Normal curves and Sampling Distributions

Properties of a normal curve

1. The curve is bell-shaped, with the highest point over the mean µ.

2. The curve is symmetrical about a vertical line through µ.

3. The curve approaches the horizontal axis, but never touches or crosses it.

4. The inflection (transition) points between cupping upward and downward occur above µ+σ and µ-σ.

5. The area under the entire curve is 1

µ and σ

a. Do these distributions have the same mean? if so what is it?

1. The means are the same, since both graphs have the high point over 6. µ = 6

b. One of the curves corresponds to a normal distribution with σ = 3 and the other to one

with σ = 1. Which curve has which σ?

1. Curve A has σ = 1 and Curve B has σ = 3. (Since Curve B is more spread out, it has the

larger σ value)

Empirical Rule

For a distribution that is symmetrical and bell-shaped (in particular, for a normal distribution):

Approximately 68% of the data values will lie within 1 standard deviation on each side of

the mean.


Approximately 95% of the data values will lie within 2 standard deviations on each side

of the mean


Approximately 99.7% (or almost all) of the data values will lie within 3 standard

deviations on each side of the mean.

Control Charts

Procedure

How to make a control chart for the random variable x is a plot of observed x values in

time sequence order.

1. Find the mean µ and standard deviation σ of the distribution by:

a. Using past data from a period during which the process was "in control"

or

b. Using specified "target" values for µ and σ.
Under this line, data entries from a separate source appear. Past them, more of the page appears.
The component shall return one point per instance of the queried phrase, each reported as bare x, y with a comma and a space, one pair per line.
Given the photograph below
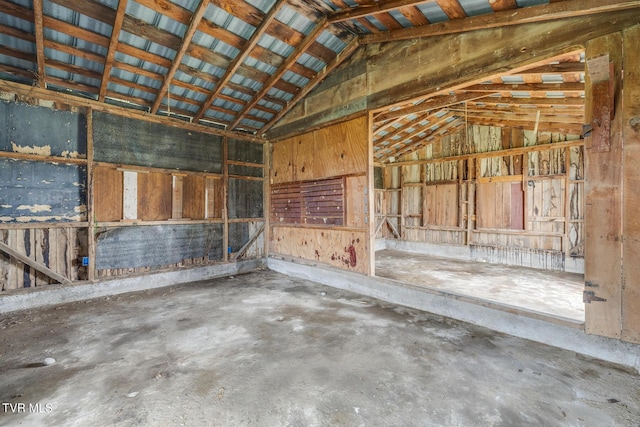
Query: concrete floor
557, 294
266, 349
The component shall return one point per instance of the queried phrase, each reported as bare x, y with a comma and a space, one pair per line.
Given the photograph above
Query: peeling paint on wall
34, 208
43, 151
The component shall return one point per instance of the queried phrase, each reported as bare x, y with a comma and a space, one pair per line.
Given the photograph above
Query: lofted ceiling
548, 97
240, 66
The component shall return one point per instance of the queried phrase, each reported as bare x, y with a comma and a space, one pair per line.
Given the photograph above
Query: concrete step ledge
547, 331
26, 299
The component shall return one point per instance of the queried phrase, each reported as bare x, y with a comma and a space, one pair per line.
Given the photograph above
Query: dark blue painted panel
157, 245
46, 131
37, 191
123, 140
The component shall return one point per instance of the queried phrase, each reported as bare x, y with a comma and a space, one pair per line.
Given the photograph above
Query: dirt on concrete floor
264, 349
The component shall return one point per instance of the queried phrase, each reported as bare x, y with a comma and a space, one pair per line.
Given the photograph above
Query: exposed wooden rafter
113, 47
237, 62
302, 47
177, 60
533, 14
39, 30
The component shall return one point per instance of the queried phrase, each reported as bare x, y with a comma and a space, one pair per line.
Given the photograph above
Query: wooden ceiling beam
113, 47
532, 101
434, 103
431, 138
39, 30
452, 9
237, 62
414, 15
371, 9
177, 60
546, 12
74, 31
571, 129
500, 5
409, 124
72, 85
526, 87
19, 34
277, 75
16, 10
71, 50
341, 57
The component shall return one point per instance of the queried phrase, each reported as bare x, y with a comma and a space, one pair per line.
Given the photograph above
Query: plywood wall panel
357, 204
107, 190
154, 196
282, 159
193, 197
343, 249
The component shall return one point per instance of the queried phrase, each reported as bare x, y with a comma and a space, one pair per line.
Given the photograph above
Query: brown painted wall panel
154, 196
107, 189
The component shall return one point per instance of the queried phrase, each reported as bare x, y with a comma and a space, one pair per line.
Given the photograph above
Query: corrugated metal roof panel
72, 17
476, 7
246, 82
258, 65
146, 45
433, 12
280, 94
295, 79
264, 5
332, 42
311, 62
156, 19
527, 3
275, 45
294, 20
235, 94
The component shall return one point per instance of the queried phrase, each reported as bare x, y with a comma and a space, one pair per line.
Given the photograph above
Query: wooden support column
370, 213
266, 202
91, 216
225, 197
603, 161
631, 187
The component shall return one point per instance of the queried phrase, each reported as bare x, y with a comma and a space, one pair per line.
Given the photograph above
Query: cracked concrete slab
268, 349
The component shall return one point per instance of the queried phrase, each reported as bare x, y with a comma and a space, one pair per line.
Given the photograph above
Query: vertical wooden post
567, 201
631, 187
603, 246
370, 215
225, 198
266, 202
91, 235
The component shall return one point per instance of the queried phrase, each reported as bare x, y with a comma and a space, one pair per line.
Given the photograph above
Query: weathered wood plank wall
490, 201
163, 196
338, 152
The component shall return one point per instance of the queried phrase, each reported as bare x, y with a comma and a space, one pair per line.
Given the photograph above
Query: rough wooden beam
342, 56
371, 9
526, 87
113, 47
500, 5
430, 104
186, 41
452, 9
547, 12
295, 55
38, 22
237, 62
34, 264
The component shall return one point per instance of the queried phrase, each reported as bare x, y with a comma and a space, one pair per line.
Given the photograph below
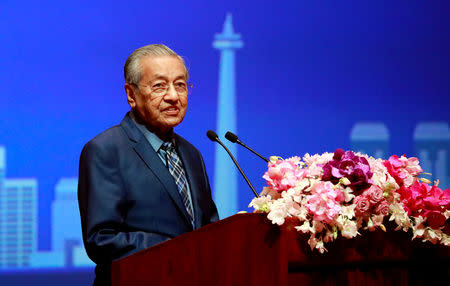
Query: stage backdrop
295, 77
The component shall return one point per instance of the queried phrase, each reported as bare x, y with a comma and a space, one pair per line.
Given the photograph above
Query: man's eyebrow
160, 76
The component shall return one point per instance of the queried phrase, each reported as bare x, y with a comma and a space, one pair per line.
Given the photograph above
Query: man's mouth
173, 110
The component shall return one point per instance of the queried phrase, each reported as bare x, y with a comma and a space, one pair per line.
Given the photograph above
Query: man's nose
171, 94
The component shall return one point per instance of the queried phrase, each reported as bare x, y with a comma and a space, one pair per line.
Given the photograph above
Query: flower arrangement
342, 193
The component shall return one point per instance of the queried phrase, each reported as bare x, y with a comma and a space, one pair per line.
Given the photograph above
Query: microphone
213, 137
233, 138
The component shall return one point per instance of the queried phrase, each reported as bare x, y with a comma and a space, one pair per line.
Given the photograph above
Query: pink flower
422, 200
435, 219
382, 208
283, 174
374, 194
362, 205
324, 203
403, 170
346, 164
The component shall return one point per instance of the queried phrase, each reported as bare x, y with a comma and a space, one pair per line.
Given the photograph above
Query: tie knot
167, 146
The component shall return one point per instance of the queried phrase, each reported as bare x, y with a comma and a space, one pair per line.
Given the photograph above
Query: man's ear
131, 96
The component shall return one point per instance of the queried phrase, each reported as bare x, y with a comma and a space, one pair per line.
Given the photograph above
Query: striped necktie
177, 171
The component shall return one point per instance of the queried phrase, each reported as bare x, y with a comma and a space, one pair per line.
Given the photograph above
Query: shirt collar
151, 137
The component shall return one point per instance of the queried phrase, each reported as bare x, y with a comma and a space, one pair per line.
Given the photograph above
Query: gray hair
132, 68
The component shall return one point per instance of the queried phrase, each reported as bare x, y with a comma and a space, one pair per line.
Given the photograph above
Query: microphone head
212, 135
231, 137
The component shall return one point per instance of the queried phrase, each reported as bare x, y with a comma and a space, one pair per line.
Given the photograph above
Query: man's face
160, 98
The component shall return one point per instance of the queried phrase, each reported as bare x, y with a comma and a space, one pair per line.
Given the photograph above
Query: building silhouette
18, 218
67, 244
225, 175
432, 147
371, 138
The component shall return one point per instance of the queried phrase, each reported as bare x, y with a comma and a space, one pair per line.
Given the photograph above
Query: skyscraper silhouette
225, 175
18, 218
371, 138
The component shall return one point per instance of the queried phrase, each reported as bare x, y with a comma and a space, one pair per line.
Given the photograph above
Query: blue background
308, 71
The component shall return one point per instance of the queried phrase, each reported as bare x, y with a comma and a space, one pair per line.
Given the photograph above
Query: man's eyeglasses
161, 88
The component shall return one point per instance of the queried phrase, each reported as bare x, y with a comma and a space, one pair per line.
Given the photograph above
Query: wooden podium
247, 249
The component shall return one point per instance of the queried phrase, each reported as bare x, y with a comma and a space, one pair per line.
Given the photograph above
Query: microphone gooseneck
233, 138
213, 137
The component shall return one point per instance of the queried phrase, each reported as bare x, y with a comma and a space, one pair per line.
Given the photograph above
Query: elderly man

2. Create a graph in which the vertical axis represents x values and the horizontal axis

represents time.

3. Draw a horizontal line at height µ and horizontal, dashed control-limit lines at µ +-

2σ and µ +- 3σ.

4. Plot the variable x on the graph in time sequence order. Use line segments to

connect the points in time sequence order.

Z-scores

Z-value or Z-score(aka standard score) gives the number of standard deviations between the original measurement x and the mean µ of the x distribution.

z = x-µ/σ


A z-score close to zero tells us the measurement is near the mean of the distribution.

A positive z-score tells us the measurement is above the mean.

A negative z-score tells us the measurement is below the mean.

How to use a Left-tail style standard normal distribution table

1. For areas to the left of a specified z value, use the table entry directly.

2. For areas to the right of a specified z value, look up the table entry for z and subtract the area from 1.

3. For areas between two z-values, z1 and z2 ( where z2>z1), subtract the table area for z1 from the table area for z2.

Convention for using table 5 of Appendix II

1. Treat any area to the left of a z value smaller than -3.49 as 0.000.

2. Treat any area to the left of a z value greater than 3.49 as 1.000.